In 2000 he became a teacher of Islamic religion at "Constantin Brâncuși" School in Medgidia, then teaching at the Mircea cel Bătrân High School, Traian High School and Ovidius High School in Constanţa. In 2000-01 he was a specialist consultant on the translation of the book Dervis Dede'nin Dilinden Iman Esaslari. In 2000, he became a religious councillor within the Muftiate of the Muslim Community in Romania, holding the position until being elected to his present office. In 2001 he became a member of the national commission charged with publishing syllabi for theology courses.

He has hosted conferences with the following themes: "Islam and Science", "Tolerance in Islam", "The Need for Religion in Society", "Religion and Democracy", "Muslims in Romania: Past, Present and Future". He has published articles in Günisigi Gazetesi, a local Turkish newspaper, and in Kardeler, a monthly Turkish magazine. He speaks Romanian, Turkish, Arabic and English.

===As mufti===
Elections for the post of mufti took place at the headquarters of the Muslim Community in Romania (Constanţa), on the evening of September 15, 2005. The elections took place when the five-year term of Mufti Bagâş Sanghirai expired. The Sura-Islam (Synodal Council) consists of 15 clerics, 8 laymen, the outgoing mufti and the head of the Kemal Atatürk Theological High School. Imam Murat Yusuf, then 28, was elected for a five-year term. The youngest Romanian mufti, he was elected with 19 of 25 votes. He defeated Resul Maarem, Osman Negeat, Halil Ismeat and Bagâş Sanghirai, who as the outgoing mufti could run an unlimited number of times.

The new mufti took office on October 1, 2005, when the Ministry of Culture and Religious Affairs confirmed his election. He was recognised as mufti by Decree nr. 959 of October 5, issued by the President of Romania and published in Monitorul Oficial (causing the decree to take effect) the next day.

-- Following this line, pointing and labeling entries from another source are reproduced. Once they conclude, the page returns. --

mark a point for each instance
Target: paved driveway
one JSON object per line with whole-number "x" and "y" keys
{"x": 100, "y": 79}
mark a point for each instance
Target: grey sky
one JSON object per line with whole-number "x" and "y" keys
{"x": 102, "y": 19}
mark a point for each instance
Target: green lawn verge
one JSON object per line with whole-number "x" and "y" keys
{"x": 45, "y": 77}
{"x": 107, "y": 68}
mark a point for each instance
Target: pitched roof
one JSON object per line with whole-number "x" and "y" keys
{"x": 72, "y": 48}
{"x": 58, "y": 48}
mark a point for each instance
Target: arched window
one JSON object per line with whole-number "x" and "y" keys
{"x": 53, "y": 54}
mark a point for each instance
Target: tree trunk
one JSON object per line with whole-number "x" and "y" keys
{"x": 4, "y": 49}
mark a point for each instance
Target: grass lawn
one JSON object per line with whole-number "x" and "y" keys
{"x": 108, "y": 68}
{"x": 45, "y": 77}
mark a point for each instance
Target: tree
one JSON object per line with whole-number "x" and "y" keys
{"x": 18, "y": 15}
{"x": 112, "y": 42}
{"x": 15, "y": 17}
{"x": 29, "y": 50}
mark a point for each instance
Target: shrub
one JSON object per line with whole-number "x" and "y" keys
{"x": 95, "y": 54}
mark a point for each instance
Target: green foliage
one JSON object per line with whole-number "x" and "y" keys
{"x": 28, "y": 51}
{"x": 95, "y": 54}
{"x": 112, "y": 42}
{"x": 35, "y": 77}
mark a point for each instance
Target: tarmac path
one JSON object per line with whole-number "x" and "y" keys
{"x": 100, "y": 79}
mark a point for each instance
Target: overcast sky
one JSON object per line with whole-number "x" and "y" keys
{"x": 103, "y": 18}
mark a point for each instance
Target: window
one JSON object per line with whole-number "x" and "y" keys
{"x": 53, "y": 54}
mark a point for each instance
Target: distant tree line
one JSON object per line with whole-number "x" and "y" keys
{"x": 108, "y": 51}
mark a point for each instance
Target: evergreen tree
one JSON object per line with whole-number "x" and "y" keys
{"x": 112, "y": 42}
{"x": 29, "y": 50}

Upon his election, Yusuf announced wide-ranging plans for the re-invigoration of Islamic life, especially in the area of Islam's image, for, as he noted, Muslims have been perceived as extremists following a number of terrorist attacks. He also said that he wished to highlight Dobruja as an area where Christians and Muslims have lived for centuries in harmony and reciprocal respect.

At the time, he also revealed his plans to institute some change in the Muftiate operates, calling for all major decisions to be taken only after consultations with a Synodal Council consisting of imams, representatives of Turkish and Tatar political parties, as well as other important Romanian Muslim personalities. These proposals reflect practices in other EU member states, but do not contradict Islamic law or tradition. Yusuf said, "We don't want to bring any changes to the Muslim faith as it is practiced in Romania".

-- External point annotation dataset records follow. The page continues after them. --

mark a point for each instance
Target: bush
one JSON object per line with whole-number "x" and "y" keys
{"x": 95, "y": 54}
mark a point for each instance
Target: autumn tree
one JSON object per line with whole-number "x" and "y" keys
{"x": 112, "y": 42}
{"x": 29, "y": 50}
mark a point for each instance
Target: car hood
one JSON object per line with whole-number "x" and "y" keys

In a 2006 interview, Yusuf commented: "Islam is not a fundamentalist religion; it doesn't have any terrorism in its verses. Currently, a very mistaken interpretation holds that any Muslim is a terrorist. Here in Romania, the native Turkish and Tatar community has lived for over seven centuries, and has developed a way of life, and it is more difficult to say of us that we are terrorists".

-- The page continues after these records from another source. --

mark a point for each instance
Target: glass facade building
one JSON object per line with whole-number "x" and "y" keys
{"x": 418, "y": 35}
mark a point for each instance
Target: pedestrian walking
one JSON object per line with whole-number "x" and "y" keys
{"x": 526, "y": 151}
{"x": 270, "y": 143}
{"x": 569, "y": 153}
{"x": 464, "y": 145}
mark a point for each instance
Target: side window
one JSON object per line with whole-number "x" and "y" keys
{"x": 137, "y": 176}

In April 2007, Murat Yusuf caused controversy after asking the Ministry of Education not to recognize the graduation diplomas for a number of Romanian Muslims who had received theological training in certain institutions (located in, among other countries, Saudi Arabia, Syria, Sudan, Jordan and Egypt). He justified the measure by arguing that the young men had studied "a dangerous radical [form of] Islam", and contended that they were working "in certain foundations, assisted by Arab embassies, [and] listed as organizations suspected of producing terrorist propaganda, under surveillance by the Romanian intelligence services".

==Personal life==
Iusuf and his wife Güler have a daughter, Zehra, and a son, Muhammed Emin.